It was disorienting to learn that I didn’t just have a body—in the eyes of others, I WAS my body.
~Katie Sturino, Body Talk
For many women, it can feel as though our identity is what others see when they look at us. Who we are is decided by what we look like. Women (and those of other genders) have been working against this truth for quite some time. Pick a sitcom from any decade and see how long it takes for someone, in assessing the value of a female character, to comment on her looks.
Katie Sturino is a Body Acceptance Advocate as a blogger, podcaster, social media influencer, and author.
I was so uncomfortable in front of the camera on the day of—“Do I have a double chin? Do I look like I don’t belong? Do I look enormous? What about now? Now do I have a double chin???”— that the team had to distract me with tactics usually reserved for crying toddlers on Santa’s lap. I felt like a clumsy bear in a tutu. But when the article was published, the comments told a different story. Readers were thrilled to see a body that looked like mine. A body that looked like theirs! In cool clothes!! On a fashion blog that I had long read for my own style inspiration!!! It was my big aha moment, my “Eureka!” A switch flipped and the light turned on: My body was not, and is not, the problem.
My body was NOT, and is NOT, the PROBLEM?! Holy. Shit.

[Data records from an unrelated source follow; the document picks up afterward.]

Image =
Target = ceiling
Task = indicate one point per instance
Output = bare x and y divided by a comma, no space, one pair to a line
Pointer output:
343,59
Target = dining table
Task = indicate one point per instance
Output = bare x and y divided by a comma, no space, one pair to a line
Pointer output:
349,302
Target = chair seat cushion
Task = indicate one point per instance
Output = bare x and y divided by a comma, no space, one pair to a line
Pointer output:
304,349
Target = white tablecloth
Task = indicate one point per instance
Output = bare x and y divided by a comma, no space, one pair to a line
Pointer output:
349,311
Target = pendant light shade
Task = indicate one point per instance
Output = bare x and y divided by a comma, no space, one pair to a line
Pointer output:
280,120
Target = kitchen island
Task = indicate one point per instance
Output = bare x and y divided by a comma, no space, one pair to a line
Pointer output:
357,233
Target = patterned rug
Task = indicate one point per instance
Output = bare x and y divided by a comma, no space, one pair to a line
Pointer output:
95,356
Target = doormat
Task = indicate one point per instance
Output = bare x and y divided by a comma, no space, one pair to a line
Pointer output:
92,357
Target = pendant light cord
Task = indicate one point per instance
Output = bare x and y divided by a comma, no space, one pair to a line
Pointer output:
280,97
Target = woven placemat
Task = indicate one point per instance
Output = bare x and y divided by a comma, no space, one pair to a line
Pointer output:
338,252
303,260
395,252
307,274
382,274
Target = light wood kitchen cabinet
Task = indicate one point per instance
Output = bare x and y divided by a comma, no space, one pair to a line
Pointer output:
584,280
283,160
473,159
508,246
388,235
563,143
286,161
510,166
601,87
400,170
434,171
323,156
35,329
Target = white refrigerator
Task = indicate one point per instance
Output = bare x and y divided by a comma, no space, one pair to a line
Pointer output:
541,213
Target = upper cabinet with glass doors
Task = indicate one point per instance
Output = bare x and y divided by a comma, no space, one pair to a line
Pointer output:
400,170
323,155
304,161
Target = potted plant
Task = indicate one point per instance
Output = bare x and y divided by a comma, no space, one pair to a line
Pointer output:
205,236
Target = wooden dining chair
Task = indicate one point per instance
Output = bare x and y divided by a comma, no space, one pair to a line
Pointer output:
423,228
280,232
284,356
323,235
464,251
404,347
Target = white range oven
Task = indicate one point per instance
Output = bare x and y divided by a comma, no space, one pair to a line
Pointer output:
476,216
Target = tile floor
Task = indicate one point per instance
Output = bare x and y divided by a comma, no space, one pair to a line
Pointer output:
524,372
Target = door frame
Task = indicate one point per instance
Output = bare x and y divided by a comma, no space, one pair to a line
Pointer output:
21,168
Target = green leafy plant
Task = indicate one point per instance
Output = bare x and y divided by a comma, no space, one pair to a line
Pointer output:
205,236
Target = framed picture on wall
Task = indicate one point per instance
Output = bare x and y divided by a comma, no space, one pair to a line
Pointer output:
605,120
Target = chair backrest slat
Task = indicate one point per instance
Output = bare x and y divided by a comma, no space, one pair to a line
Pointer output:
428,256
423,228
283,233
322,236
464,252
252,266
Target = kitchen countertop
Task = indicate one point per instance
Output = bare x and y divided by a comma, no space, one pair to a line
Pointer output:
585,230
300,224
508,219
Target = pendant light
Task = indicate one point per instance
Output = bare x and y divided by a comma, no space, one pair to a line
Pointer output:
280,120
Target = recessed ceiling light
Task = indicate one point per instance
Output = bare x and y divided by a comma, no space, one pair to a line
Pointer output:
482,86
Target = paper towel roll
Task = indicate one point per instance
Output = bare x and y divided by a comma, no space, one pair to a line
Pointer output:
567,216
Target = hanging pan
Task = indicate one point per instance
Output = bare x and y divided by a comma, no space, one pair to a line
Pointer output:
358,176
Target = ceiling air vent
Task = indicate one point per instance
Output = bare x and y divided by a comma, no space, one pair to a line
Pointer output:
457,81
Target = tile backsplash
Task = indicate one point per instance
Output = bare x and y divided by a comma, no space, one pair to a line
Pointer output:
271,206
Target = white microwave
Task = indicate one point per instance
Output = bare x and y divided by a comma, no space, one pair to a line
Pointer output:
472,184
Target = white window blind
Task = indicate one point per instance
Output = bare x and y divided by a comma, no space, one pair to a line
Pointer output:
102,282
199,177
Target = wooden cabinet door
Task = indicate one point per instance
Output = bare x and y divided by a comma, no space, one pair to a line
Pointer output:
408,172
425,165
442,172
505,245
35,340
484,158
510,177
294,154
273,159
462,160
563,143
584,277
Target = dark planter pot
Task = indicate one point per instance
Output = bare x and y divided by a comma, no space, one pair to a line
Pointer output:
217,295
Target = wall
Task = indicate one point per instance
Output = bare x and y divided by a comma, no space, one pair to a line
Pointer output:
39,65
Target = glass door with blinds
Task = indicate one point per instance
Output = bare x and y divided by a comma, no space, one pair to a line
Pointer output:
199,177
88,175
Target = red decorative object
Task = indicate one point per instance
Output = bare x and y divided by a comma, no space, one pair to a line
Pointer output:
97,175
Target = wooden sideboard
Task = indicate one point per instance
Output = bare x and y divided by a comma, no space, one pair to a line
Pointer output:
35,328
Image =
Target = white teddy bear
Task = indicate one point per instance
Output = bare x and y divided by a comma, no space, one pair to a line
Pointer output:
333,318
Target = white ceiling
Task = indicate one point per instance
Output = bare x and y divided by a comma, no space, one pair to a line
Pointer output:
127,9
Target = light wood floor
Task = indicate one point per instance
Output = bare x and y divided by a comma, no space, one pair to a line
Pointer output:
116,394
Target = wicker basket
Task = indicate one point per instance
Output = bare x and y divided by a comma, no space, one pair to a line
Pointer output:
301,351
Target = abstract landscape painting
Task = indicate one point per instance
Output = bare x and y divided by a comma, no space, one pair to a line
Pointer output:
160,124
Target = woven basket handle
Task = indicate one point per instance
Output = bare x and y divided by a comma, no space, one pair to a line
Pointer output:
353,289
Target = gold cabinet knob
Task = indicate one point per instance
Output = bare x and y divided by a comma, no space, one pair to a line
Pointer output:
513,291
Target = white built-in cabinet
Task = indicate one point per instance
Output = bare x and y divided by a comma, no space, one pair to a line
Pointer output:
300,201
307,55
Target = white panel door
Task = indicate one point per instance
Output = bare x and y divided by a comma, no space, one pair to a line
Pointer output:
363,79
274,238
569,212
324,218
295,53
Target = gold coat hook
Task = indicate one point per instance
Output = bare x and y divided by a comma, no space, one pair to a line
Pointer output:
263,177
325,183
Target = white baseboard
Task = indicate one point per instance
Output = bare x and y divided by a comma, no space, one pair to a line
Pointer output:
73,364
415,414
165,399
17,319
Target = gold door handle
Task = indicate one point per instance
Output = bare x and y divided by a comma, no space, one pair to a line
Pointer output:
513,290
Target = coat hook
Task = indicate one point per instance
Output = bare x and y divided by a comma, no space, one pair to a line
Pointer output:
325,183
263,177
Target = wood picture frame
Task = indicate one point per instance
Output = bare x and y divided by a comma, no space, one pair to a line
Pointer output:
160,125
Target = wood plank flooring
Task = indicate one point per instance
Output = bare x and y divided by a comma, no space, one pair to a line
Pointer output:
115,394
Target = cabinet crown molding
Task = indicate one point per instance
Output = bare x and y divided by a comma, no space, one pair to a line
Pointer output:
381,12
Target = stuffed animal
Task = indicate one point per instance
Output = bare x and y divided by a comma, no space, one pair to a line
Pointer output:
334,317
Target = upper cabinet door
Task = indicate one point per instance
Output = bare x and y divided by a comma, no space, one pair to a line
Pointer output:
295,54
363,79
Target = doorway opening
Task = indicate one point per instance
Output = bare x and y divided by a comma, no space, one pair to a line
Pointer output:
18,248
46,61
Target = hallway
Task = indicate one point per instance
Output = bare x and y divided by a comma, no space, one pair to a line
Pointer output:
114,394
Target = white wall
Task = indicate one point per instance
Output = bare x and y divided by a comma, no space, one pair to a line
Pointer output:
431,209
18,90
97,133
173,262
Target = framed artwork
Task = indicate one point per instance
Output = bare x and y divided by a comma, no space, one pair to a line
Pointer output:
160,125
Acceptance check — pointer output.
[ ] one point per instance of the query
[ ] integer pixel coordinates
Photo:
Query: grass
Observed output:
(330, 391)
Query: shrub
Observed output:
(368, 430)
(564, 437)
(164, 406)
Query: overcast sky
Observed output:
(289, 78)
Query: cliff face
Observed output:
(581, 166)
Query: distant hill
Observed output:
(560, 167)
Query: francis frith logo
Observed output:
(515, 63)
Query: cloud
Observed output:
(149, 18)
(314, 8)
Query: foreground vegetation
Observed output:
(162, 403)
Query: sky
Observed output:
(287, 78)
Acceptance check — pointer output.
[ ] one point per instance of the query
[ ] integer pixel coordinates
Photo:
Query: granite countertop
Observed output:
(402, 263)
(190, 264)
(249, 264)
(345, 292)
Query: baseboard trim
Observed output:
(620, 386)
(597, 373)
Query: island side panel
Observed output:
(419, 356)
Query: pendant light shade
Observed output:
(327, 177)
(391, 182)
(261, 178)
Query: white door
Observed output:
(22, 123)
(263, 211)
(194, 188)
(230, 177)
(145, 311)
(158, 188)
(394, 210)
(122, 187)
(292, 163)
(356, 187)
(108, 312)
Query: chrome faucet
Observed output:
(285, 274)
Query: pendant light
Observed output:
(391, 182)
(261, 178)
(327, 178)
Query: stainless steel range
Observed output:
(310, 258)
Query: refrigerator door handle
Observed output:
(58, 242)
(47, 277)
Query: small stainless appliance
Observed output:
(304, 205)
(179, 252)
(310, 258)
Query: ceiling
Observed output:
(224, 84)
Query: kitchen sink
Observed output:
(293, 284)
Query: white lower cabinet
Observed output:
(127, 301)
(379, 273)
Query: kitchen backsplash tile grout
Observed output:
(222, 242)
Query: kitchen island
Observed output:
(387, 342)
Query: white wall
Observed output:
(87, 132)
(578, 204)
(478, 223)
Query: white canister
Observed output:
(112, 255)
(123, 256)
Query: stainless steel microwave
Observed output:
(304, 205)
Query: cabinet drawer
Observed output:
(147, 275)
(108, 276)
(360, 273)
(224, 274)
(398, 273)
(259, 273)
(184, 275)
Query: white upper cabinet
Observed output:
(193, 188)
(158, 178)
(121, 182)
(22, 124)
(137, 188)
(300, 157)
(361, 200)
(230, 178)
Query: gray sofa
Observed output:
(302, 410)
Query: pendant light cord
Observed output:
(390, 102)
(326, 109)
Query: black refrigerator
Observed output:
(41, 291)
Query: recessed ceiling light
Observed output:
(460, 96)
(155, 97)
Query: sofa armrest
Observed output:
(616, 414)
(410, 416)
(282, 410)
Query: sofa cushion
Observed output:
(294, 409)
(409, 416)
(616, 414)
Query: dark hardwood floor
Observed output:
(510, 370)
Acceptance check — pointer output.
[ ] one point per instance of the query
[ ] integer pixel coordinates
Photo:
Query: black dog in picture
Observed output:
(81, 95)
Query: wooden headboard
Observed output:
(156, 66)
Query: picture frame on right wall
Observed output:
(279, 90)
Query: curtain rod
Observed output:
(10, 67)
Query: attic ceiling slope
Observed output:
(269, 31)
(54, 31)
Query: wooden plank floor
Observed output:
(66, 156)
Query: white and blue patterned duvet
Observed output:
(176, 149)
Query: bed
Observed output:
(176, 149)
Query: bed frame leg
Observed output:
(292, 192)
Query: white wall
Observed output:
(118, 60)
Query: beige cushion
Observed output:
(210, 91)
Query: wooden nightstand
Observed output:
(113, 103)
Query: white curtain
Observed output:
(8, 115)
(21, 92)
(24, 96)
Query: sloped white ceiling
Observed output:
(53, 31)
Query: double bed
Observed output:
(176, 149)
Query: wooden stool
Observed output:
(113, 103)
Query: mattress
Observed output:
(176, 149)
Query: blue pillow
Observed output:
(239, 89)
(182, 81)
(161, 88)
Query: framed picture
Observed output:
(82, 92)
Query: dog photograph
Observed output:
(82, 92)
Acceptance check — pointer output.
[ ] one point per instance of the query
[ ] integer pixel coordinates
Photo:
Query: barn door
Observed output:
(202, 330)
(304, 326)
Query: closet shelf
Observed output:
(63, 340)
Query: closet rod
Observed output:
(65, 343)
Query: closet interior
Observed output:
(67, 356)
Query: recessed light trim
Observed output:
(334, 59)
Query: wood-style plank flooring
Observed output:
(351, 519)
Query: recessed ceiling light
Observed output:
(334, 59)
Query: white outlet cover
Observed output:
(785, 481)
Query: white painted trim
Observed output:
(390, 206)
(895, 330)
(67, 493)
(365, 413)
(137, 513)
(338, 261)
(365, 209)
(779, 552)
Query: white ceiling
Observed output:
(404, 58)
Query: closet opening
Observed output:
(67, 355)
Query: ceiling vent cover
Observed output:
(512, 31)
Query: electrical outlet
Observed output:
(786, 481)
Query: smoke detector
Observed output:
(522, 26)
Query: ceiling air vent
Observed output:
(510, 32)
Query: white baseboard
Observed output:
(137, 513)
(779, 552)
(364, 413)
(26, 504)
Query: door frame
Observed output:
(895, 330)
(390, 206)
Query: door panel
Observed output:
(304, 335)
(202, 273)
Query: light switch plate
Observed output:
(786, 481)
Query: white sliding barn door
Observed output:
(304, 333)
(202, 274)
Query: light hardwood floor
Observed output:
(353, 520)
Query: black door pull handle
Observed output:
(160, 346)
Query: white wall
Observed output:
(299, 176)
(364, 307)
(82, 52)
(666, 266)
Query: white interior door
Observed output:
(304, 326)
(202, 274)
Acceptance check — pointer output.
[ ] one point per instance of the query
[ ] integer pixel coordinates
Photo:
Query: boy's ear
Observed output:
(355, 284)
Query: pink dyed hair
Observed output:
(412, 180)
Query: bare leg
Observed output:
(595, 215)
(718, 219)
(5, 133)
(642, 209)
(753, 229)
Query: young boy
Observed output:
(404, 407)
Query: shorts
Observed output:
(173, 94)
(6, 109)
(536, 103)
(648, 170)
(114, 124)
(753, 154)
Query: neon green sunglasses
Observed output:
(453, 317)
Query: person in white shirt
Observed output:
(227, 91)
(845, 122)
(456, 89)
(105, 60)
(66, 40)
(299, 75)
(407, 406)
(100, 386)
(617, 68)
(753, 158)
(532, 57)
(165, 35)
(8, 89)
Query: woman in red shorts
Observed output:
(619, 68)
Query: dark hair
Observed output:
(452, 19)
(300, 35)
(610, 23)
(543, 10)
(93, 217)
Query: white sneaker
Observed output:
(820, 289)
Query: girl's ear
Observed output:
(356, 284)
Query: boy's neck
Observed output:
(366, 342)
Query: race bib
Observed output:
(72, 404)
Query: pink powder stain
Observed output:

That realization, paired with the commenters’ enthusiasm, gave me the courage I needed to launch an Instagram account that would pass the message on to other women. I called it The 12ish Style because I wore a size 12-ish at the time, but I had no idea that as my weight began to rise, I’d learn to accept my body as I never had before and would eventually speak about body acceptance
of all kinds to an audience of women who came in all shapes and sizes. Shortly after the Instagram account began taking off, I created a blog to give myself more room to dive deeper into the topics I cared about. Writing about how hard it was to find cool jeans that fit me led me to larger conversations about the lack of size representation in fashion, retail, the media, and pop culture. The deeper I dove, the louder my new internal mantra became: MY BODY IS NOT THE PROBLEM.